In 1860, a ship called the Clotilda was smuggled through the Alabama Gulf Coast, carrying the last group of enslaved people ever brought to the U.S. from West Africa. Five years later, the shipmates were emancipated, but they had no way of getting back home. Instead they created their own community outside the city of Mobile, where they spoke Yoruba and appointed their own leaders, a story chronicled in Zora Neale Hurston’s Barracoon.
That community, Africatown, has endured to the present day, and many of the community residents are the shipmates’ direct descendants. After many decades of neglect and a Jim Crow legal system that targeted the area for industrialization, the community is struggling to survive. Many community members believe the pollution from the heavy industry surrounding their homes has caused a cancer epidemic among residents, and companies are eyeing even more land for development.
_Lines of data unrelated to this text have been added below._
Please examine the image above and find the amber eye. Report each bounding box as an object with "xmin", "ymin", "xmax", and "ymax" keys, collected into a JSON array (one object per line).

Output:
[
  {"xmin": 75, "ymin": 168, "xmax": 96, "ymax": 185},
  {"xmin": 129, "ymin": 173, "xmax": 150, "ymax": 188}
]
At the same time, after the discovery of the remains of the Clotilda in the riverbed nearby, a renewed effort is underway to create a living memorial to the community and the lives of the slaves who founded it.”
[Recorded on February 22, 2024.]
Nick Tabor is a freelance journalist living in Brooklyn. His work has appeared in the New York Times, the Washington Post, the New Republic, Smithsonian, and New York Magazine, where he was on the editorial staff for several years. He served as a consultant on the documentary Descendant, which was presented on Netflix in 2022 by Barack and Michele Obama’s production company. Africatown is his first book.